# <p style="font-family:Papyrus;color:Orange;font-size:1.em"> Titanic Disaster EDA , Visualization and Survival Prediction using SVM </p>

## Introduction :
<p style="color: indigo">
The Kernel is trying to follow through a typical data science workflow to bulid a prediction model for survival of passenger onboard on Titanic. If you like the work here , please upvote. If you have suggestions to make this better , will love to read them in the comments. Thanks.
    
</p>



# Objective Definition


**1. Data Acquisition of the Titanic Data set  :** We will read, understand available data , validate high level data quality in the source.
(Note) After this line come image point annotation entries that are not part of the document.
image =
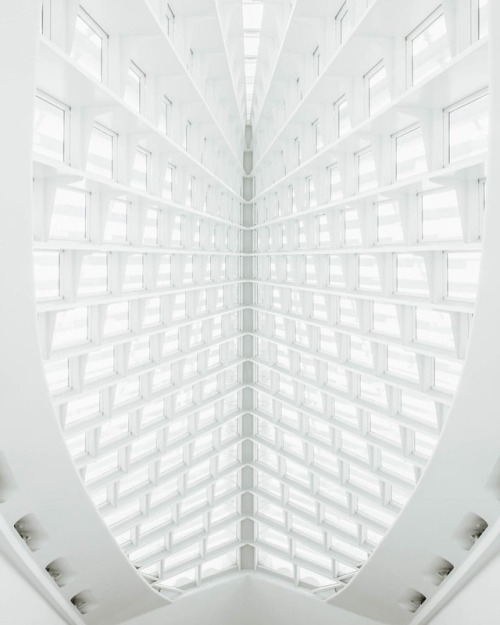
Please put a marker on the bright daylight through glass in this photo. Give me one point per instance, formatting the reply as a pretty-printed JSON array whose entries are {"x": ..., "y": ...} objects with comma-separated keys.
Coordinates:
[{"x": 256, "y": 381}]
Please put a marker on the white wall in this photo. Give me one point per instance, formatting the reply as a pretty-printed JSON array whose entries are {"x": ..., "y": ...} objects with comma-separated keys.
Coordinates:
[
  {"x": 250, "y": 600},
  {"x": 477, "y": 603},
  {"x": 20, "y": 603}
]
**2. Data Wrangling :** Clean data where applicable. Handle any missing values. Build Integrated views based on associations. Build Summaries if needed.

**3. Exploratory Analysis :** Here we will perform detailed analysis to explore hiddent patterns , co-relations etc. Use Visualize where needed.

**4. Feature Engineering :** This is where we will identify Features to develop the model, check and prepare if any Derived Features are needed.

**5. Model Preparation :** Building the model using defined features. Based on nature of problem definition, we are having a Classification Problem at hand. At the same time, Regression pattern can also be applicable on the data. We will restrict our Model Algorithms to use (SVM) Classification and (Logistict Regression) Regression.

**6. Model Evaluation :** We will build evaluation around both the model we will prepare and evaluate the accuracy score that can be obtained from both. Where applicable , we will use Visualization to compare the accuracy scores. Through evaluation , we will pick the better scoring prediction model.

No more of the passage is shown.